Dogaszanie hali targowej k. Nadarzyna
– W tej chwili na miejscu pożar dogasza siedem jednostek straży pożarnej, jest tam także nadzór budowlany, który sprawdza stan techniczny budynku i właściciele hali oceniający straty – powiedział Frątczak.
Jak mówił, spaliła się największa z czterech hal tzw. Chińskiego Centrum Handlowego, o powierzchni 3 tys. metrów kwadratowych. Zawalił się dach tej hali. Spłonęła cała pierwsza kondygnacja i ponad jedna trzecia parteru. Trzy przyległe hale udało się strażakom ocalić.
Pożar został zgłoszony ok. godz. 5.30, jednak, jak zaznaczył rzecznik, musiał się on zacząć wcześniej.
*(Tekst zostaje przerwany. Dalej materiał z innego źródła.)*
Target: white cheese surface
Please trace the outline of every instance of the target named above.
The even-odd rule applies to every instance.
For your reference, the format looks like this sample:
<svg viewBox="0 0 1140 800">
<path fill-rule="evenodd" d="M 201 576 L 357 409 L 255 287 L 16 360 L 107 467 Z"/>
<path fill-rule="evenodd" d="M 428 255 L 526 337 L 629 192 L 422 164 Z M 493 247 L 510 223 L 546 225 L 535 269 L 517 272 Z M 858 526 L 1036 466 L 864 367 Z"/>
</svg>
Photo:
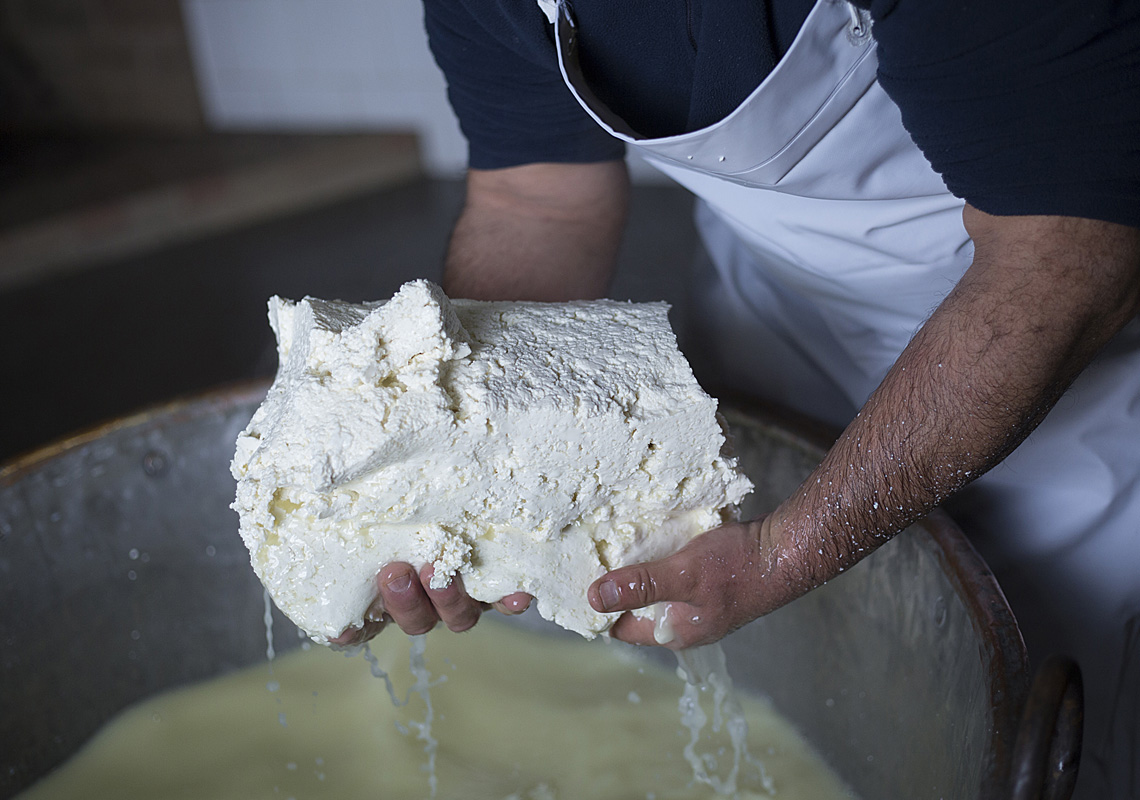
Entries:
<svg viewBox="0 0 1140 800">
<path fill-rule="evenodd" d="M 374 576 L 435 565 L 592 637 L 586 589 L 716 527 L 751 484 L 662 303 L 270 301 L 280 365 L 238 437 L 254 570 L 314 639 L 359 626 Z"/>
</svg>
W akcję gaszenia pożaru zaangażowanych było ponad 30 jednostek straży pożarnej.
Według informacji straży, podczas pożaru nikt nie został poszkodowany.
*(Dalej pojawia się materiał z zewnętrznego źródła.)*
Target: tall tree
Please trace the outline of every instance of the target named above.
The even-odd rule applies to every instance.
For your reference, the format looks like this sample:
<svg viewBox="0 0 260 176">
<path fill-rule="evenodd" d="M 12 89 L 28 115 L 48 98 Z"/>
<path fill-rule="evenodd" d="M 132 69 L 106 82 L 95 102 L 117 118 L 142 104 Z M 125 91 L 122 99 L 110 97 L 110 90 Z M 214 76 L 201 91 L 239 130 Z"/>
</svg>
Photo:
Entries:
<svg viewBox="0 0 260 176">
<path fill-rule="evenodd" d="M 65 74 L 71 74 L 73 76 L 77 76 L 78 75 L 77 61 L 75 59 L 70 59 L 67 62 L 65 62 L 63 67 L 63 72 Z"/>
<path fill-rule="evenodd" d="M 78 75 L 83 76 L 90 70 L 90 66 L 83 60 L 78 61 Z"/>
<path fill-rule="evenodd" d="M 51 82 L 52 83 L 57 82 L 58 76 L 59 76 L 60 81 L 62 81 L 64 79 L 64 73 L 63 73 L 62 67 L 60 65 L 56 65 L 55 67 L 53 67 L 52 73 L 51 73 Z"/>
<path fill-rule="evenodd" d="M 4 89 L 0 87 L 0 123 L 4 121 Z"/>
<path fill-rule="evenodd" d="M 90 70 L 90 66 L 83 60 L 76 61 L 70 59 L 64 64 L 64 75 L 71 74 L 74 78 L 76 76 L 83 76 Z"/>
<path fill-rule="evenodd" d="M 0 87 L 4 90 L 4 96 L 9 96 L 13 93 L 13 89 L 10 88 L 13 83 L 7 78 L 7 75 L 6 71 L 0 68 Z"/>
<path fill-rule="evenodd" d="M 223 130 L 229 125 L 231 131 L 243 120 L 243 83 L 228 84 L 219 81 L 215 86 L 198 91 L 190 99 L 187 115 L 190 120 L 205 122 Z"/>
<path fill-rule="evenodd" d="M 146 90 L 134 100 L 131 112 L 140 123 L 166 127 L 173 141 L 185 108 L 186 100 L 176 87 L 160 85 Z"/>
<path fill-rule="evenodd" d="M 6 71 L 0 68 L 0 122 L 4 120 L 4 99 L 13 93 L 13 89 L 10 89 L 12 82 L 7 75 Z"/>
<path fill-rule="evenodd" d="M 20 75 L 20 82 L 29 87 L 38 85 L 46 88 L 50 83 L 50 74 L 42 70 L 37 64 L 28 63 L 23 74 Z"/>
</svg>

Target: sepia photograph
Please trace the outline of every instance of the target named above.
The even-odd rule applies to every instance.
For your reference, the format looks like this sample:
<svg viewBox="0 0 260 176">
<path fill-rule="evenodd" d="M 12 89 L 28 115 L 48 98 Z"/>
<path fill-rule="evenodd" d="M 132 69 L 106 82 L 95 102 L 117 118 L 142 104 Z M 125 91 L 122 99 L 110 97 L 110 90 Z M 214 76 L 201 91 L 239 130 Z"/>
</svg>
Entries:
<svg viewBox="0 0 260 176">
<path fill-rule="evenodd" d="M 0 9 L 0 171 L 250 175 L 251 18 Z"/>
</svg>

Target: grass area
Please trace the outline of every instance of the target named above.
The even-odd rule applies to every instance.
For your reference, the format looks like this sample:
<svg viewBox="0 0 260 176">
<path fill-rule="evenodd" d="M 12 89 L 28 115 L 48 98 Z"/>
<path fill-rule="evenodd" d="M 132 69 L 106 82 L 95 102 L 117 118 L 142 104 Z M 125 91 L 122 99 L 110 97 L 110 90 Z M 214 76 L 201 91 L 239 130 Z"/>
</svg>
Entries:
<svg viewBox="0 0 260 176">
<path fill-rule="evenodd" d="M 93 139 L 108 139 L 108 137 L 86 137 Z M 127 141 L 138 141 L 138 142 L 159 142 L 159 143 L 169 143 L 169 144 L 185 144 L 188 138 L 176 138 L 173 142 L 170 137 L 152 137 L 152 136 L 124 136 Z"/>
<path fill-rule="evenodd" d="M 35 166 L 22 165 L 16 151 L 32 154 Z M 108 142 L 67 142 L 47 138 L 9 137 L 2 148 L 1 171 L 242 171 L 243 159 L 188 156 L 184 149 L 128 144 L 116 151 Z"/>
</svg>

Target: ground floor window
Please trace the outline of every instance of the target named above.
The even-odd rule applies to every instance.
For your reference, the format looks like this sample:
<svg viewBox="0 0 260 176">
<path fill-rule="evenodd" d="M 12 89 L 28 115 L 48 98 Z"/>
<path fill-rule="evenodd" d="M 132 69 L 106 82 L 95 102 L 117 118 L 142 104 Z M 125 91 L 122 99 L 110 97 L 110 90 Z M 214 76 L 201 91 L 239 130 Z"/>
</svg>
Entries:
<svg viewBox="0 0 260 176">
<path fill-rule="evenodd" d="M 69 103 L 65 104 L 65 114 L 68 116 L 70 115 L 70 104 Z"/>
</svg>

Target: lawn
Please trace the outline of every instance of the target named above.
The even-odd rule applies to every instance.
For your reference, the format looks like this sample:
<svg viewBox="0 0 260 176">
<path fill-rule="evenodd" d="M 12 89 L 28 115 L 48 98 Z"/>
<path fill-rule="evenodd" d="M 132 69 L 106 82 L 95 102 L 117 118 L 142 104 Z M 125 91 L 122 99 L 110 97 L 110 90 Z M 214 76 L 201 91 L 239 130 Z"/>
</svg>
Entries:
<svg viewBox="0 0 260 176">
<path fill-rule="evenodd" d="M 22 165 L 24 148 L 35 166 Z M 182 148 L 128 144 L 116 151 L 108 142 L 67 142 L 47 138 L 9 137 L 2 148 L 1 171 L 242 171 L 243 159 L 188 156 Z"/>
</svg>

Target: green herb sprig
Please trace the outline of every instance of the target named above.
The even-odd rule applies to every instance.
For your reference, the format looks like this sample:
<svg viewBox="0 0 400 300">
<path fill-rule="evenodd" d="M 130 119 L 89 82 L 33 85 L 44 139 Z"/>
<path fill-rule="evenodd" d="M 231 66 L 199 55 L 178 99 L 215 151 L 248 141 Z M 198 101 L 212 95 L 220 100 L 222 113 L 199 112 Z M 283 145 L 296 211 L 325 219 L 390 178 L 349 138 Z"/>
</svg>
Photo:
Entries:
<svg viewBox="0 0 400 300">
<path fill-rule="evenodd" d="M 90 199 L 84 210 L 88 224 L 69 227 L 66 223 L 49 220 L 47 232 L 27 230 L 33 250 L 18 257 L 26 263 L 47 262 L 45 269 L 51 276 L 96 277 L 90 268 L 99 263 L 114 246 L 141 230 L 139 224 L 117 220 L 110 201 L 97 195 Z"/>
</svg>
– Na chwilę obecną nie da się ustalić, co mogło być przyczyną pożaru, teraz pogorzelisko będą musieli zbadać biegli i policja – powiedział PAP Frątczak. Dodał, że wniosków co do przyczyn pożaru będzie można spodziewać się za dwa-trzy tygodnie.
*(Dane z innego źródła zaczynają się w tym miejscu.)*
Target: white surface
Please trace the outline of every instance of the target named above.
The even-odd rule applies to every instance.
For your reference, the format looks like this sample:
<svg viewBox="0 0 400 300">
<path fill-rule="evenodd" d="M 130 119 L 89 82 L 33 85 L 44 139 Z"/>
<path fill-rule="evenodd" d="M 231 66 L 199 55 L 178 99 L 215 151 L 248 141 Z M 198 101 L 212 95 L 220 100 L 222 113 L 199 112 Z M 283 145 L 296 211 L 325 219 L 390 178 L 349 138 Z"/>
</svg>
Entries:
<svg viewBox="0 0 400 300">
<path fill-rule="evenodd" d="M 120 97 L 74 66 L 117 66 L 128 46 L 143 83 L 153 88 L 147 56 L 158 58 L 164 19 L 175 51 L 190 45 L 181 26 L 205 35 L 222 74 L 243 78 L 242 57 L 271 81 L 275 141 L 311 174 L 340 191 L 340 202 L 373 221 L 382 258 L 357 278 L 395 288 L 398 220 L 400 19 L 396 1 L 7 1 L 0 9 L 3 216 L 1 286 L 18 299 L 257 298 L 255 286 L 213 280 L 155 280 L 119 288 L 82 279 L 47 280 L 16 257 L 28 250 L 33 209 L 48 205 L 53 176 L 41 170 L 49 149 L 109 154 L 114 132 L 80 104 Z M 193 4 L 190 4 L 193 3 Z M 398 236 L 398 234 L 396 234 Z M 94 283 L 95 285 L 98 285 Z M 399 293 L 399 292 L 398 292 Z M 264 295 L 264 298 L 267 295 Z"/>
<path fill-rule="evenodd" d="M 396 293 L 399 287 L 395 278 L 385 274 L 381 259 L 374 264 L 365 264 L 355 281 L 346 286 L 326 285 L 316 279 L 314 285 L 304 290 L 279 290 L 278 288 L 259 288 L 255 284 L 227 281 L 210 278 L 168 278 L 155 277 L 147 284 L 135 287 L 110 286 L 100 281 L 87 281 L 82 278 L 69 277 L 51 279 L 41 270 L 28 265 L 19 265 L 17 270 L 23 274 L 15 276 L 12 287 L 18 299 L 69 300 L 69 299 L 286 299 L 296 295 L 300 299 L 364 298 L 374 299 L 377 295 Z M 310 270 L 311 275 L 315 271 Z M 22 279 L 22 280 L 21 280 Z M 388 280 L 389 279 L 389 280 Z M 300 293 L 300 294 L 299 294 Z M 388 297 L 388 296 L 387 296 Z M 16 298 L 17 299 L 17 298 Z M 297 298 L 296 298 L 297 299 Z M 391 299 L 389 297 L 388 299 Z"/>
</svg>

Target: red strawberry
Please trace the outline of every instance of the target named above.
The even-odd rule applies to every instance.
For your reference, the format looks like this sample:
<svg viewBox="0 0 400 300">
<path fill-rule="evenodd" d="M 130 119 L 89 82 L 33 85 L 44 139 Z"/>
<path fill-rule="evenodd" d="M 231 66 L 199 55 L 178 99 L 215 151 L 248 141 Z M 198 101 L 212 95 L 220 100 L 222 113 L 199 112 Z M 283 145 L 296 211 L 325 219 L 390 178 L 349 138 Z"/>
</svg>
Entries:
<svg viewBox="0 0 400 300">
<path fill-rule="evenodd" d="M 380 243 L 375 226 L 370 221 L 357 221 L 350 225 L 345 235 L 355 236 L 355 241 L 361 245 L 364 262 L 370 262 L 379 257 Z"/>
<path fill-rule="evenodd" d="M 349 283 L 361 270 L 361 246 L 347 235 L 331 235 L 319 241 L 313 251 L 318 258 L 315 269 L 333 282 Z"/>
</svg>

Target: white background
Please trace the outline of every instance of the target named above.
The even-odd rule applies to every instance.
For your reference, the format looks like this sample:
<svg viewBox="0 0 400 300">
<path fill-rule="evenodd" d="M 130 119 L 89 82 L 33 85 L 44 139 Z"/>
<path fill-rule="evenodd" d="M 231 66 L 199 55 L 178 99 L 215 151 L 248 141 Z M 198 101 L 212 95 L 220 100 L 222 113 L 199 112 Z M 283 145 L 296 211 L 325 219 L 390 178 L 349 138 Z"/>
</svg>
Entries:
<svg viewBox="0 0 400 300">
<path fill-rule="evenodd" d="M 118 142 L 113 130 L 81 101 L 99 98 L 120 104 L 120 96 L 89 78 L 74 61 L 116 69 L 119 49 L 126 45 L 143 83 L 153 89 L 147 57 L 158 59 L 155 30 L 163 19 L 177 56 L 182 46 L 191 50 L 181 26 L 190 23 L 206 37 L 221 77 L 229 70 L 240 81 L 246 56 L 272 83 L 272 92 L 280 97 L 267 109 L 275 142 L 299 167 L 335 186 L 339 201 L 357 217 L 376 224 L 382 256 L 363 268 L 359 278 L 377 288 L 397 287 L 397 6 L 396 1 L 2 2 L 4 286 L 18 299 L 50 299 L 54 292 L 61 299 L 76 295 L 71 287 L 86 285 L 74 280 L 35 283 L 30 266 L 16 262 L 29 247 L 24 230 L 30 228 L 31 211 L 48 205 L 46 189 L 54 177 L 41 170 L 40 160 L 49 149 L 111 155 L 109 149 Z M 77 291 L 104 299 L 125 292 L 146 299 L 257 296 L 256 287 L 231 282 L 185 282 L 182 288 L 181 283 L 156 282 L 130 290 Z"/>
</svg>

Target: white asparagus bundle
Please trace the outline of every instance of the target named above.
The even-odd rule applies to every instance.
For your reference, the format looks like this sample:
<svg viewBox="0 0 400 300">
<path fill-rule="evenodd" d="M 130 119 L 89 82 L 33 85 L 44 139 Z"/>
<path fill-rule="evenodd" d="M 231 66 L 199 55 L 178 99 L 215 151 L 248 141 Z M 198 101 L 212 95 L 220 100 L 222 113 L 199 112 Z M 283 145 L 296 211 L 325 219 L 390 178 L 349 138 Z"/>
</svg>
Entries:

Zdaniem Frątczaka, straty można szacować w milionach złotych, na obecnym etapie trudno jednak podać precyzyjne dane. – Nie wiemy na przykład czy dym z pożaru nie wpłynął negatywnie na towary w ocalonej części budynku – dodał.
Chińskie Centrum Handlowe w Wólce Kosowskiej składa się z pięciu hal i trzech budynków magazynowych. Handel prowadzi w nim kilkuset kupców – oprócz Polaków są to m.in. Chńczycy, Wietnamczycy i Turcy. W halach znajduje się głównie odzież i kosmetyki.